How to use Rails Active Job
You’re always striving to give your users a better experience when they use your website or application. One of the most important ways to achieve this is by giving them quick server response times. In this article, we’ll explore how to use Rails Active Job to enable us to do this through the use of a queuing system. You can also use queues to help normalize traffic spikes or load on the server, allowing work to be done when the server is less busy.
Active Job was first included in Rails 4.2 as a way to standardize the interface to a number of queueing options which already existed. The most common queues used within Rails applications are Sidekiq, Resque, and Delayed Job.
Active Job allows your Rails app to work with any one of them (as well as with other queues) through a single standard interface. For the full list of which backends you can use with Rails Active Job, refer to this page. It’s also important to see which features are supported by which queueing system; some don’t support delayed jobs for example.
Even if you aren’t ready to use a queue in your application, you can still use Active Job with the default Active Job Inline backend. Jobs enqueued with the Inline adapter get executed immediately.
Using Rails Active Job
Active Job has a fairly simple interface and set of configuration settings. Here’s how to make use of its various features:
Generating a job
Active Job comes with a generator which will create not only your job class but also a test stub for it.

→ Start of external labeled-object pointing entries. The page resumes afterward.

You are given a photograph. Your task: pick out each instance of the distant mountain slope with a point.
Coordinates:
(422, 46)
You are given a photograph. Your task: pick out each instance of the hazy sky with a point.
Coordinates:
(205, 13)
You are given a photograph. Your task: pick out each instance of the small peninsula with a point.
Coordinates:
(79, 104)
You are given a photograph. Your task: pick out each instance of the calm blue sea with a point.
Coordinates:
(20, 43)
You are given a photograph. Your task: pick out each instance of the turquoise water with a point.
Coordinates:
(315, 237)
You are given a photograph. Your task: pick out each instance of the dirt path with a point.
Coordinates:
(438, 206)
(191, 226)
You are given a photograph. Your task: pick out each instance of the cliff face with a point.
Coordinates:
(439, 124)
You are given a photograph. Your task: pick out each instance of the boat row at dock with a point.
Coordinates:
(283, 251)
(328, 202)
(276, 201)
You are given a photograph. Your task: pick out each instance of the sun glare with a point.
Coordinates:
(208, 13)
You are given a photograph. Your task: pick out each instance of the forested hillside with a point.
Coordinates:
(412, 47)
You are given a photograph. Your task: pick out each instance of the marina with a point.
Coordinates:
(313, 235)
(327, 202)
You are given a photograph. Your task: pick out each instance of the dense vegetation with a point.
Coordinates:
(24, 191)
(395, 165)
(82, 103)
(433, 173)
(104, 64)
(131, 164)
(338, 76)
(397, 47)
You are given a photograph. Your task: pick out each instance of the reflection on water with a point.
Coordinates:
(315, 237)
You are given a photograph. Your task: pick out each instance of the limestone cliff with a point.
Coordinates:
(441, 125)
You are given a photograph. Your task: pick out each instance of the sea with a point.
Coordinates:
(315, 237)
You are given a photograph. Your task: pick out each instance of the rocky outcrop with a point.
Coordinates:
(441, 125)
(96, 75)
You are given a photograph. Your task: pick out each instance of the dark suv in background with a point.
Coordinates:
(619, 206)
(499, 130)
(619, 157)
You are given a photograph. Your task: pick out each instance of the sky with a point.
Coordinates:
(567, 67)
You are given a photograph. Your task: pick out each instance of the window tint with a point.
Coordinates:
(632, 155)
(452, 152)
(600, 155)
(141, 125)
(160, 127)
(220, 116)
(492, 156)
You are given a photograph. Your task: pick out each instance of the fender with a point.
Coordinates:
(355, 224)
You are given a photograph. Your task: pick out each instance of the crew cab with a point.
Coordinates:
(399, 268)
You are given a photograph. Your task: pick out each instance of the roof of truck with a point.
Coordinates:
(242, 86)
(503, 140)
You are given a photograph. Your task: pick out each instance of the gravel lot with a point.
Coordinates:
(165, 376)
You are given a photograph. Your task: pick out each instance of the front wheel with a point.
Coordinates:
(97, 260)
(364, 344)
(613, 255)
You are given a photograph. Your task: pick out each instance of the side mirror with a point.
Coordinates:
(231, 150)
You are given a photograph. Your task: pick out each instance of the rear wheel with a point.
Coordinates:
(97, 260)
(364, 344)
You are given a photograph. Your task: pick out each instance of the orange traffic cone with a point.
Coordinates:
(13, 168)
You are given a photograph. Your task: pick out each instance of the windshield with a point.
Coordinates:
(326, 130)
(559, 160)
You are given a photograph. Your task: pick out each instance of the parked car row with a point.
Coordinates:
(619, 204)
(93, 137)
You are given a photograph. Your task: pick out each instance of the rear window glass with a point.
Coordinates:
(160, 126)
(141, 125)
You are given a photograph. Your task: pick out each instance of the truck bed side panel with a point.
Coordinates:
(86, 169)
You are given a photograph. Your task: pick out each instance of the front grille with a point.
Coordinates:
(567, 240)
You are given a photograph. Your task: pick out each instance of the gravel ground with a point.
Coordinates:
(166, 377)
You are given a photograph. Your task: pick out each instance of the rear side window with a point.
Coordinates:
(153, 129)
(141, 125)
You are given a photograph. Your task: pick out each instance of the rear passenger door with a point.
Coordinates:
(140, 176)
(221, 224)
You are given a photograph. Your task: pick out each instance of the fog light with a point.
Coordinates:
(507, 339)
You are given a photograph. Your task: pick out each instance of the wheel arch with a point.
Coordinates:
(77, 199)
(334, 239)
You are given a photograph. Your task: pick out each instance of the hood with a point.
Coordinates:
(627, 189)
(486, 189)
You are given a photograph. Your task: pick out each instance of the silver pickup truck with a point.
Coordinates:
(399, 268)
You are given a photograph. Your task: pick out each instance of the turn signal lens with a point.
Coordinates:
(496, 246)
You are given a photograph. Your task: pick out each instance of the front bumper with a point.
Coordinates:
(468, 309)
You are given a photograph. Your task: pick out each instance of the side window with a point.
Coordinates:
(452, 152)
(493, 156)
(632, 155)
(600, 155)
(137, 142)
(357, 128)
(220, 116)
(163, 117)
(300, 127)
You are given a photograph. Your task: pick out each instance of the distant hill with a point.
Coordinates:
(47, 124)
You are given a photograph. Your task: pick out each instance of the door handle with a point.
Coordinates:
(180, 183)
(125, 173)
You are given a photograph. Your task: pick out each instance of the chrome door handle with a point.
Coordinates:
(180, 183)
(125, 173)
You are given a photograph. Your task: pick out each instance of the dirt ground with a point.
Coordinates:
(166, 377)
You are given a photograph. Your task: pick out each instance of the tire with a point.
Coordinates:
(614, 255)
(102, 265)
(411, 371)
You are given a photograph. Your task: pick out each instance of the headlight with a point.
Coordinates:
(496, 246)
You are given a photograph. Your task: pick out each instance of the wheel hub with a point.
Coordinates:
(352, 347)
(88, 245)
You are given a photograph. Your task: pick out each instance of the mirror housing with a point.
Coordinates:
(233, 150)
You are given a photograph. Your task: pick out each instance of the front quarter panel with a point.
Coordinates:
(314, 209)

rails g job TweetNotifier invoke test_unit create test/jobs/tweet_notifier_job_test.rb create app/jobs/tweet_notifier_job.rb
Adding an item to the queue
If you want to process the job as soon as possible, you can use the perform_later
method. As soon as a worker is available it will process the job.

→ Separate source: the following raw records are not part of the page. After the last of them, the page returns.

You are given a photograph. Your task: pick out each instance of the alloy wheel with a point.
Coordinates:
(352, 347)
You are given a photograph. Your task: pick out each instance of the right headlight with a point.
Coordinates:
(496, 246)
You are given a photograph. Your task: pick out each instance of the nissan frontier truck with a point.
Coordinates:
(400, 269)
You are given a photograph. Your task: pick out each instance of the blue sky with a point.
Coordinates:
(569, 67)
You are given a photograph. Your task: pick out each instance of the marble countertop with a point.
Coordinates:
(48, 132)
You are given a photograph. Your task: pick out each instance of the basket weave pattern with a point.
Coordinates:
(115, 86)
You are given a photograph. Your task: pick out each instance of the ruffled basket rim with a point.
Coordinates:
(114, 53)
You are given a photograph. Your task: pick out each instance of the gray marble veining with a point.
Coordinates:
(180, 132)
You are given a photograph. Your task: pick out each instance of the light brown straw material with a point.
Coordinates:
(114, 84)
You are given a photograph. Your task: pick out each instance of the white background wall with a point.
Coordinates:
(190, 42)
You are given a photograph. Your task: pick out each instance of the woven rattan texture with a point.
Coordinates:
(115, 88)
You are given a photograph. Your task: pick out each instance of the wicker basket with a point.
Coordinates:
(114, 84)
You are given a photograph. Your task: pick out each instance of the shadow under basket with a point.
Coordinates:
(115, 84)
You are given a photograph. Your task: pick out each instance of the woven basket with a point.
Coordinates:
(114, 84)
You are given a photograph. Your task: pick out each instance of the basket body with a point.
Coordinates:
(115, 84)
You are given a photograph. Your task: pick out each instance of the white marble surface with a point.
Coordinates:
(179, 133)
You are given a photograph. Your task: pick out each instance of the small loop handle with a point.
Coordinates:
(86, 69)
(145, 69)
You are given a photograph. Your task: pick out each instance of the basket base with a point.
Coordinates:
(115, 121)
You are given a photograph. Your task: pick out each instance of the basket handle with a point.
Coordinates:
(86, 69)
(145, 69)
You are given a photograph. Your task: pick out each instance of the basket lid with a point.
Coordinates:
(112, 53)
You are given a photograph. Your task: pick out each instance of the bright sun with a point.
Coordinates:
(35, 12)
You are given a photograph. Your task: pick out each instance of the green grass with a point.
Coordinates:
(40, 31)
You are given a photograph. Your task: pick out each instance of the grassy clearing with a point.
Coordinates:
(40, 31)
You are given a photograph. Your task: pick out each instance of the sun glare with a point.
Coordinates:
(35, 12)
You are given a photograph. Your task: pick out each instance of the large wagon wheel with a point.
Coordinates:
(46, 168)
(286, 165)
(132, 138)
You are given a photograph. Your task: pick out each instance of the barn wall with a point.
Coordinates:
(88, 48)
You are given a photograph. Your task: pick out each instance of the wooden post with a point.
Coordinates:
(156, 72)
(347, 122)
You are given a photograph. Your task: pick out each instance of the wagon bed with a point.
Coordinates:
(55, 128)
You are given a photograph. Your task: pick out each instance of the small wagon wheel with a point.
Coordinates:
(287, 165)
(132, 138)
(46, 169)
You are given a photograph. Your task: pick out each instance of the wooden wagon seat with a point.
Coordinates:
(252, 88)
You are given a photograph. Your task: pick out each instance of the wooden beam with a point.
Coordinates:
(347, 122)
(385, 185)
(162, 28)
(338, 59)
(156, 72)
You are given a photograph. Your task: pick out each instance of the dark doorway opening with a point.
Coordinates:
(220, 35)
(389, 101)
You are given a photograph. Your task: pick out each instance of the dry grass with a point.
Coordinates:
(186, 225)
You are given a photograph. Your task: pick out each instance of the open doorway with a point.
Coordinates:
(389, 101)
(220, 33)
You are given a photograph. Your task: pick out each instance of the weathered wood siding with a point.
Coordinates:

UpdateUserStatsJob.perform_later user
Queueing for later
If you would rather have the job performed a week from now, some queue backends allow you to pass additional time parameters when adding a job.
UserReminderJob.set(wait: 1.week).perform_later user
What goes in a job class?
The job class is where you put the code that will be executed by the queue. There is a perform
method which is called and sent whatever parameters were sent when the job was first enqueued (when you called the perform_later
method).
class UpdateUserStatsJob < ActiveJob::Base queue_as :default def perform(user) user.update_stats end end
Using Rails Active Job with Sidekiq and Resque
Both Sidekiq and Resque rely on having Redis installed, which is where they store the items in the queue. To use either of these, I recommend following the instructions found on the Resque GitHub page or the Sidekiq wiki.
We will need to tell Active Job which queue we are using, which can be done in the application config file. In this example, we’ll be working with Sidekiq.
module MyApp class Application < Rails::Application config.active_job.queue_adapter = :sidekiq end end
Sidekiq and Resque both come with web interfaces to view information about the workers and which jobs are in the queue. Sidekiq is more efficient and quick than Resque but requires that your Ruby code is thread-safe. Also, even though this is somewhat down to my own personal preference, Sidekiq has a nicer web interface than Resque does.
Common Patterns for Queueing
There are a number of common patterns or types of jobs that you want to process in the queue. The basic rule I follow is to ask whether it needs to happen right now and/or if it might take a long time to process.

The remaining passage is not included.